A panoply of reissues cover nearly every aspect of the Japanese avant-garde this week, starting with the legendary 1975 album 'Roots of Electronic Sound' by pioneer MATSUO OHNO who, alongside fellow titan Takehisa Kosugi, created an alien soundworld that would be used as the soundtrack for the famed Japanese cartton 'Astroboy'. Little heard live recordings from a rare collaborative live appearance of LES RALLIZES DENUDES and TAJ MAHAL TRAVELLERS are here on LP, documenting the expansive, ruminative psychedelia that laid the groundwork for modern day groups like Acid Mothers Temple. The Empire of Signs label (Hiroshi Yoshimura, Inoyama Land) continues their deeply-considered investigation of 80s ambient with a stunning set of archive tunes from MASAHIRO SUGAYA, which blend minutely muted synths, piano, and strings.
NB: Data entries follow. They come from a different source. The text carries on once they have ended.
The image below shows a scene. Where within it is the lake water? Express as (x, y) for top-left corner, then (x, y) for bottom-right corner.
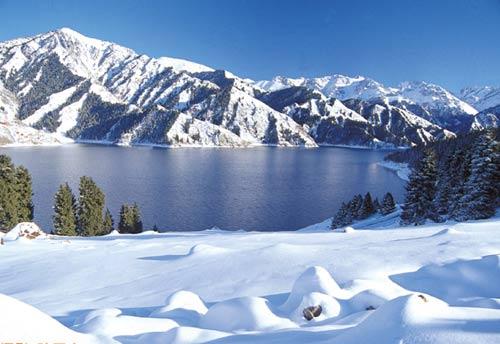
(0, 145), (404, 230)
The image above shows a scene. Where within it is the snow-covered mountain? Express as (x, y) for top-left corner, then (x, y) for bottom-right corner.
(0, 28), (496, 147)
(460, 86), (500, 111)
(0, 28), (316, 146)
(261, 86), (454, 147)
(256, 74), (478, 132)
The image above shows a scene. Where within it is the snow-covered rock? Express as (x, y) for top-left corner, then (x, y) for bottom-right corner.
(0, 294), (96, 343)
(3, 222), (47, 241)
(200, 297), (297, 332)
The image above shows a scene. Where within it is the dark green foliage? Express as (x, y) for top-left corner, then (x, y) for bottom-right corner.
(78, 176), (104, 236)
(359, 192), (375, 219)
(118, 203), (142, 234)
(15, 166), (34, 222)
(455, 131), (500, 221)
(0, 155), (19, 231)
(401, 150), (437, 225)
(53, 183), (78, 236)
(380, 192), (396, 215)
(102, 208), (115, 235)
(0, 155), (33, 231)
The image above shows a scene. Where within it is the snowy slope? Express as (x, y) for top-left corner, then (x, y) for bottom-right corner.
(256, 74), (477, 132)
(0, 215), (500, 344)
(0, 28), (315, 146)
(460, 86), (500, 111)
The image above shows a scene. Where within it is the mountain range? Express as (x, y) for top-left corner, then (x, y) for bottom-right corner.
(0, 28), (500, 147)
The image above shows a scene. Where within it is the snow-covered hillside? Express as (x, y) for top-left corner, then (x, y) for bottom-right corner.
(460, 86), (500, 111)
(0, 215), (500, 344)
(0, 28), (498, 147)
(0, 28), (316, 146)
(255, 74), (490, 133)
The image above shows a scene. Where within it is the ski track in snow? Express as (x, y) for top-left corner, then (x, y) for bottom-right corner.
(0, 213), (500, 343)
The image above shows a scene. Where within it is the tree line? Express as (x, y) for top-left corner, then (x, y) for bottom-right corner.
(331, 192), (396, 229)
(401, 130), (500, 225)
(0, 155), (34, 231)
(53, 176), (143, 236)
(0, 155), (145, 236)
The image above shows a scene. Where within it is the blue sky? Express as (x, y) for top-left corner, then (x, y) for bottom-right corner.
(0, 0), (500, 91)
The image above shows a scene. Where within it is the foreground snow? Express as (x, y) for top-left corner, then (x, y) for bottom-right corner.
(0, 215), (500, 343)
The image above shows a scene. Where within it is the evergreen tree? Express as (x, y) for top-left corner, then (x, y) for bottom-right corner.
(359, 192), (375, 219)
(132, 203), (143, 233)
(456, 131), (500, 221)
(380, 192), (396, 215)
(0, 155), (19, 231)
(330, 202), (352, 229)
(401, 150), (437, 225)
(53, 183), (77, 236)
(15, 166), (34, 222)
(349, 194), (363, 220)
(102, 208), (114, 235)
(78, 176), (104, 236)
(118, 204), (134, 234)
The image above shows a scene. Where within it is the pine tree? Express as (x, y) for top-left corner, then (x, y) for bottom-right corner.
(330, 202), (352, 229)
(118, 204), (134, 234)
(15, 166), (34, 222)
(102, 208), (114, 235)
(78, 176), (104, 236)
(456, 131), (500, 221)
(349, 194), (363, 220)
(380, 192), (396, 215)
(0, 155), (19, 231)
(132, 203), (143, 233)
(53, 183), (77, 236)
(401, 150), (437, 225)
(359, 192), (375, 219)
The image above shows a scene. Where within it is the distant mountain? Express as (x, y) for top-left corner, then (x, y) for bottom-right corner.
(0, 28), (497, 147)
(460, 86), (500, 111)
(0, 28), (316, 146)
(255, 74), (478, 132)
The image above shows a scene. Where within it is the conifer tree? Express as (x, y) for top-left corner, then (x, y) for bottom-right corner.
(15, 166), (34, 222)
(132, 203), (143, 233)
(102, 208), (114, 235)
(78, 176), (104, 236)
(349, 194), (363, 220)
(380, 192), (396, 215)
(359, 192), (375, 219)
(53, 183), (77, 236)
(401, 150), (437, 225)
(0, 155), (19, 231)
(456, 131), (500, 221)
(331, 202), (352, 229)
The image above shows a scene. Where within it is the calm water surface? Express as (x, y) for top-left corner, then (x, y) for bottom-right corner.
(0, 145), (404, 230)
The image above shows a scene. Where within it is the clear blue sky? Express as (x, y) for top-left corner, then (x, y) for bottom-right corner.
(0, 0), (500, 91)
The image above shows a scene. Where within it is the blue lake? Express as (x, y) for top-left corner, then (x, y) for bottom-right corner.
(0, 144), (404, 231)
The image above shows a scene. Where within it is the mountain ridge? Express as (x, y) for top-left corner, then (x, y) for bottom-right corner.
(0, 28), (497, 147)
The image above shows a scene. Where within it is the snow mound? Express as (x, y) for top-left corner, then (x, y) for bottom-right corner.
(336, 294), (448, 344)
(333, 226), (356, 233)
(188, 244), (227, 256)
(150, 290), (208, 326)
(0, 294), (95, 343)
(281, 266), (343, 313)
(290, 292), (341, 323)
(391, 255), (500, 305)
(200, 297), (297, 332)
(73, 308), (178, 338)
(3, 222), (47, 241)
(136, 326), (230, 344)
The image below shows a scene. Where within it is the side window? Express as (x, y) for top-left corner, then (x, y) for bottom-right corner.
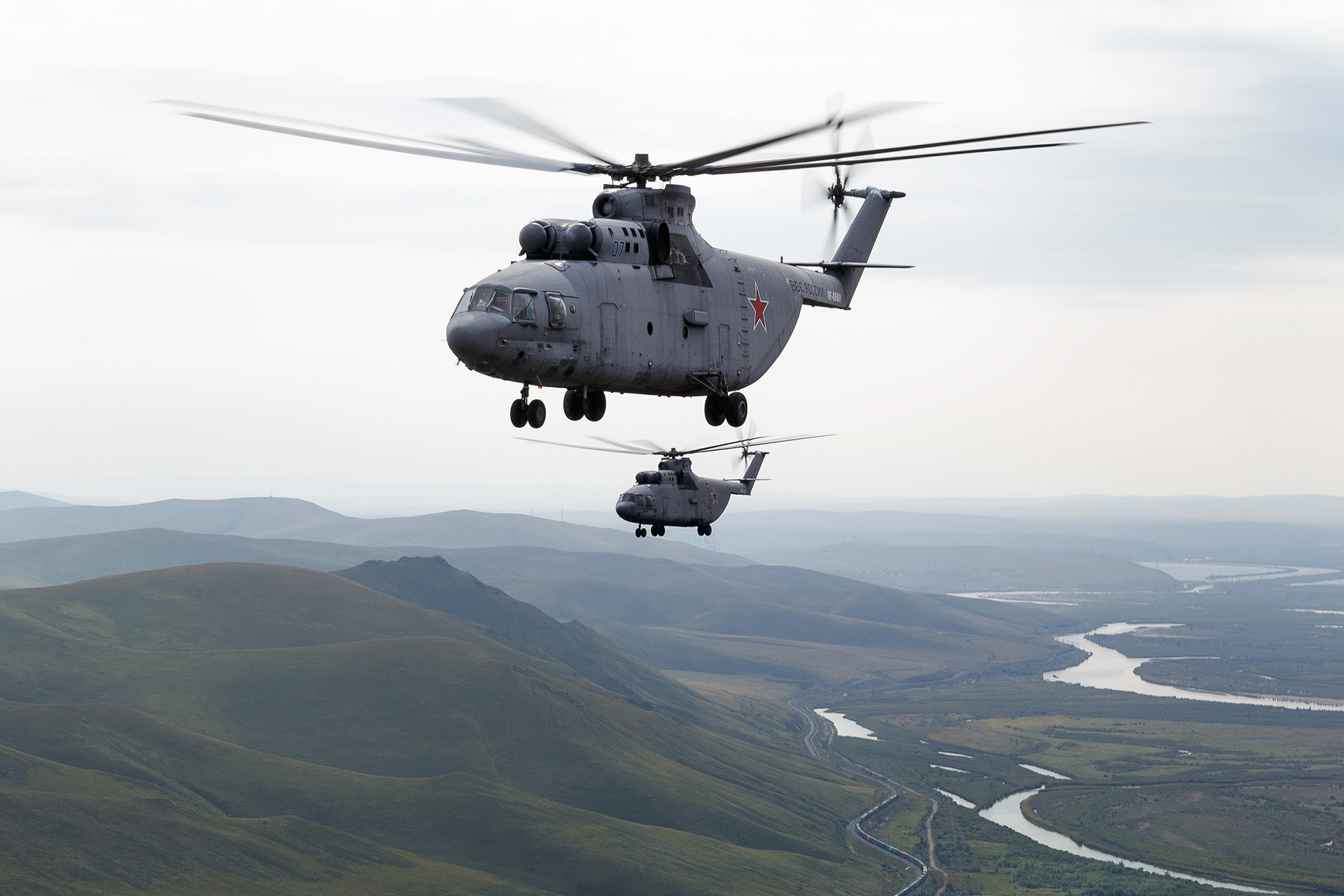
(546, 293), (564, 329)
(513, 290), (536, 323)
(485, 286), (512, 317)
A pair of pitch-perfect LPs that bridge fusion and pop like no other are here, HIROSHI SATO's playful, zoological 'Orient' and NINA ATSUKO's dreamy, latin-influenced 'Play Room'. In a bit darker shade, we have a repress of the lone 1980 album from BGM. 'Back Ground Music' captures another side of the Japanese underground at the opening of a fruitful decade, crafting odd and unnerving post-punk and industrial ambient puzzles of sound.

A thrilling new compilation from Soundway called BODY BEAT collects 2 decades worth of b-sides, dubs, and otherwise deep cuts from the wild and tough-to-navigate world of electro-soca. Soul Jazz delivers CONGO REVOLUTION, a well-considered set of afro-latin jazz from 1950s Congo. Few singers out there can claim that one of their songs became their home country's national anthem, but OM KALSOUM can. The "Voice of Egypt"s most popular song 'Enta Omri' is so epic that it fills an entire record, which is now back in print. This 1964 piece and it's dominance of Egypt's influential radio station ushered in the modern era of music from that region. Years and years out of print, we now have a new LP version of the FANIA ALL-STARS legendary 1975 concert at Yankee Stadium, which captures many of the titans of the Nuyorican salsa movement: Celia Cruz, Hector Lavoe, Ray Barretto, Johnny Pacheco, Larry Harlow, Willie Colon are all in the mix, it's no wonder they needed a whole stadium to fit them. A fiery new group called LAKOU MIZIK traces the two-way influence of the jazz scenes of Haiti and New Orleans.
Big dogs of the ambient worlds of now and then are in the building this week. We've got the limited collection of K. LEIMER's earliest tape releases on 2LP, going all the way back to the pioneering musician's late 70s albums 'Translucent / Memory' and 'The Mind And Its Likeness'. Private issue new age hero DON SLEPIAN's 1980 release 'New Dawn' is released on vinyl for the first time ever, containing vista after blissful, pealing vista. One of SARAH DAVACHI's more standout releases, 2016's 'Dominions', gets a much needed reissue on LP, as well.
Some real blazers in the house on the techno and dance front, starting with a beautiful new mini album from French producer VOISKI, who takes a deep plunge into blinding, pneumatic trance on 'At the Speed of Love'. UK producers CALL SUPER and PARRIS are constantly reinventing their sound, and do so again with a new collab EP called 'Can U Feel The Sun On Your Back' with two elliptically leftfield trips. House stalwart Fred P is back under his BLACK JAZZ CONSORTIUM alias with a sprawling album that weds tender deep house with angelic R&B. Chicago rave explorer HIEROGLYPHIC BEING has a new record out called 'Synth Expression/Rhythmic Cubism', and we have a powerful new EP from post-dubstep mangler PINCH on the Berceuse Heroique label. Finally, legendary party DJ and reigning king of the disco edit DANIEL WANG emerges from years of relatively quiet output with 'Don't Go Lose This', a delirious two-part re-imagining of Hugh Masekela's afro-electro classic 'Dont Go Lose It Baby'.